Mark Farina (nacido el 25 de marzo de 1969 en Chicago, Illinois, EE.UU.) es un disc jockey y músico, conocido por sus obras en música house, el acid jazz y downtempo. Publicaciones notables incluyen el estado de ánimo (KMS Records, 1989) y el jazz de la seta serie ( OM registros , 1996-2011) y, recientemente, también conocidos por la compilación de house de El Divinio .Se le identifica principalmente con la música house en San Francisco, California, donde reside, pero es un DJ ampliamente reconocido en todo el mundo. Poco después de que Mark se hizo amigo Derrick Carter en 1988 en una tienda de discos en Chicago, desarrolló un interés en la música House.
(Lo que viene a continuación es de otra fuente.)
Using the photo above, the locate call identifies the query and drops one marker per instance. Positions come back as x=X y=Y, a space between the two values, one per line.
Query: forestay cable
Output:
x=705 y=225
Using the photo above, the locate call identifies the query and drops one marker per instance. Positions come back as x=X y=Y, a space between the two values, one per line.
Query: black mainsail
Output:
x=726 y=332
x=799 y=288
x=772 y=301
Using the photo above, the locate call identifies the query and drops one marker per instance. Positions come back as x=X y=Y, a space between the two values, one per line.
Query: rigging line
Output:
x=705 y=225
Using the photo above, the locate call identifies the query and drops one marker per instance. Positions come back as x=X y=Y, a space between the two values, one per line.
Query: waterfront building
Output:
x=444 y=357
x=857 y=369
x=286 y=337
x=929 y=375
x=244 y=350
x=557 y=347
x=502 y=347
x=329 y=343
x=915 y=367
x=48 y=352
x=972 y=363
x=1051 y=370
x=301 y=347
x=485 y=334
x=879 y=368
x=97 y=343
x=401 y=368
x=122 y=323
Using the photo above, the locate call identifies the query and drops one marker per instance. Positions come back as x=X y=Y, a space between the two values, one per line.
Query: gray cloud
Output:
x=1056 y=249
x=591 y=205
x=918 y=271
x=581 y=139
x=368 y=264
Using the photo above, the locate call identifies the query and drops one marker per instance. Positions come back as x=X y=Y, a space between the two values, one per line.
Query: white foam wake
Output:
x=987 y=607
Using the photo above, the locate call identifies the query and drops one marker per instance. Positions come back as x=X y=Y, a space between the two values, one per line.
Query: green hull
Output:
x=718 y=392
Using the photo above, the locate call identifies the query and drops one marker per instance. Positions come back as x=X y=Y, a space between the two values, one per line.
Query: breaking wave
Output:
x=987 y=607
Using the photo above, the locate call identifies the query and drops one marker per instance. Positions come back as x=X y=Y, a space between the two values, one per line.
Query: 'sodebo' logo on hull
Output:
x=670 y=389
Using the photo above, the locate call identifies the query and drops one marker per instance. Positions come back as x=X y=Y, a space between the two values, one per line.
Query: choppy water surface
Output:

Marck experimentó con un estilo más profundo, cayendo De La música Soul, clásicos del disco y otros estilos que no se están reproduciendo en las principales salas de discotecas. Mientras exploran formas puristas de la música house, la marca desarrolló su estilo característico, conocido como "Mushroom Jazz":. Acid jazz infundido con las producciones de jazz, orgánicos de la Costa Oeste, junto con ritmos urbanos. Los aficionados se abrazaron al estilo downtempo de Mark, y comenzó en 1992 un programa semanal de Mushroom Jazz club nocturno en San Francisco con Patty Ryan. Se establecieron por 3 años en el club. Cuando el club cerró, Farina continuó la tradición mediante la liberación de una serie de CDs con el mismo nombre, el champiñón Jazz. Desde entonces, la marca ha estado llevando a cabo cientos de programas en todo el mundo cada año. Sus sets de la vivienda han sido descritos como el lado de jazz de Chicago House, mezcla de estilo de San Francisco. Algunos de sus juegos han llegado a durar hasta 8 horas. Farina ha sabido jugar en dos habitaciones diferentes en la misma fiesta. URB, MUZIK y BPM han tenido en él como uno de sus mejores DJ en las listas mundiales.